Hello @Morgan,
You did an awesome work with FastHugs in order to wrap Hugging Face BERT-like models into fastai v2. Congratulations!
I’m currently using your code about Model Language in order to adapt my fine-tuning method (see post) for generative model.
I have 2 questions about class FastHugsTokenizer()
and class MLMTokensLabels(Transform)
:
- it allows to create a sequence of max_seq_len - 2 (ex. for RoBERTa and BERT: 512 - 2 = 510 tokens) from each text cell of the training and validation dataset. But what about the tokens after this limit for a text of 1000 tokens for example? They are thrown away?

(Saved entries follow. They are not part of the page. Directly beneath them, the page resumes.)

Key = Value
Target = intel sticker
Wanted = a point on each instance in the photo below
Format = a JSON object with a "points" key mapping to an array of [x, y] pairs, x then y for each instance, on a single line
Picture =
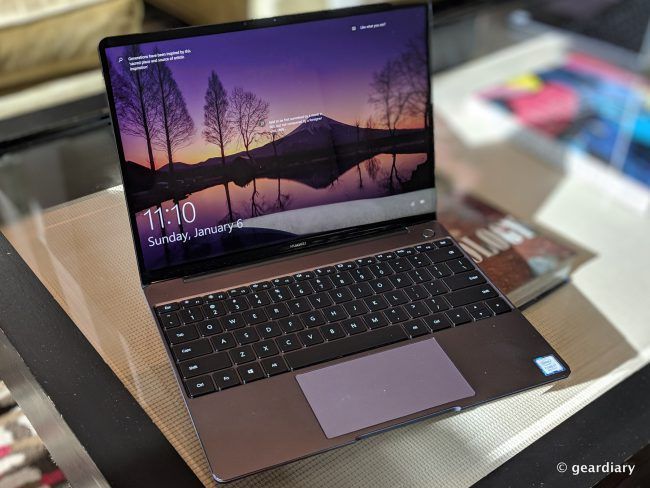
{"points": [[549, 365]]}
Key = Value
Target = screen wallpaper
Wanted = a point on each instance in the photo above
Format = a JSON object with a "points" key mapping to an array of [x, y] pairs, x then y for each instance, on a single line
{"points": [[244, 139]]}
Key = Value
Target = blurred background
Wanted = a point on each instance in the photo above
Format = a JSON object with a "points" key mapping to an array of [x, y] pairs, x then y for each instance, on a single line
{"points": [[563, 82]]}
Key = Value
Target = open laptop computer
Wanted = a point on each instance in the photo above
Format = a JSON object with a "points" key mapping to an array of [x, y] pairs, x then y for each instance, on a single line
{"points": [[279, 176]]}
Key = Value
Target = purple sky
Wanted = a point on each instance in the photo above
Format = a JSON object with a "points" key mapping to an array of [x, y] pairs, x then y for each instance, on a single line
{"points": [[321, 66]]}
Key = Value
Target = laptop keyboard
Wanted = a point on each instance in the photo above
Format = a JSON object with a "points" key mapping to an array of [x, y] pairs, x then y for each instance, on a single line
{"points": [[228, 338]]}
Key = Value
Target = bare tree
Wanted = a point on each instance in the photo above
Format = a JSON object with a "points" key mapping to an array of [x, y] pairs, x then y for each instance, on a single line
{"points": [[136, 96], [248, 113], [390, 95], [176, 125], [218, 128], [412, 69]]}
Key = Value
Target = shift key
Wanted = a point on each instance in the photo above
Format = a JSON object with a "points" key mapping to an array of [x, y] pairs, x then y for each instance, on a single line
{"points": [[191, 350], [470, 295]]}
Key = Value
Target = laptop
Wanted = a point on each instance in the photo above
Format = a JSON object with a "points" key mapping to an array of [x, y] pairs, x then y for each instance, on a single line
{"points": [[279, 179]]}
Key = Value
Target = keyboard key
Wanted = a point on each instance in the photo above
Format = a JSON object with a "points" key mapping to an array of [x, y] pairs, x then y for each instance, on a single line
{"points": [[191, 349], [269, 330], [251, 372], [226, 379], [204, 364], [419, 260], [498, 305], [290, 324], [168, 307], [222, 342], [469, 295], [285, 280], [192, 302], [332, 332], [460, 265], [280, 294], [436, 287], [214, 309], [246, 336], [437, 322], [396, 314], [419, 275], [237, 292], [436, 304], [444, 254], [277, 311], [439, 270], [415, 328], [361, 290], [310, 337], [386, 256], [320, 300], [336, 349], [171, 319], [335, 313], [375, 320], [213, 297], [375, 303], [341, 295], [307, 275], [325, 271], [262, 285], [381, 285], [321, 284], [400, 280], [362, 274], [265, 349], [417, 309], [232, 321], [274, 366], [300, 289], [342, 279], [355, 308], [199, 386], [458, 316], [479, 311], [242, 354], [463, 280], [259, 299], [400, 265], [190, 315], [313, 319], [299, 305], [288, 343], [209, 327], [416, 292], [353, 326], [396, 297], [252, 317], [237, 304], [181, 334]]}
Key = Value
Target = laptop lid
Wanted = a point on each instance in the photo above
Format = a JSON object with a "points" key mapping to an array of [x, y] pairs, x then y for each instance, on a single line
{"points": [[244, 141]]}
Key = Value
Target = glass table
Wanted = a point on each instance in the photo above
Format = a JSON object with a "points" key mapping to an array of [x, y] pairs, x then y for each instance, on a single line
{"points": [[81, 354]]}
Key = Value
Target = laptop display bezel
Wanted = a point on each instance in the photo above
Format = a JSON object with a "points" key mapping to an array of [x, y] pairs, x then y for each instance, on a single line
{"points": [[257, 254]]}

- and about the 15% tokens that are masked (80%), changed to another token (10%) or unchanged (10%): at each batch generation, they are (re)created (within
Dataloaders
) that would be a kind ofData Augmentation
technique or they are always the same?
Note: about your code in class MLMTokensLabels(Transform)
> def _replace_with_other()
> random_words = torch.randint(len(self.tok), labels.shape, dtype=torch.long)
, it allows as well the special tokens (<s>
, </s>
, <pad>
, <unk>
, <mask>
) to replace a token from the 15% chosen but not replaced by the <mask>
token: don’t you think it should be better not authorize the special tokens here? What would be the meaning of passing a sequence to the model with the <pad>
token inside for example?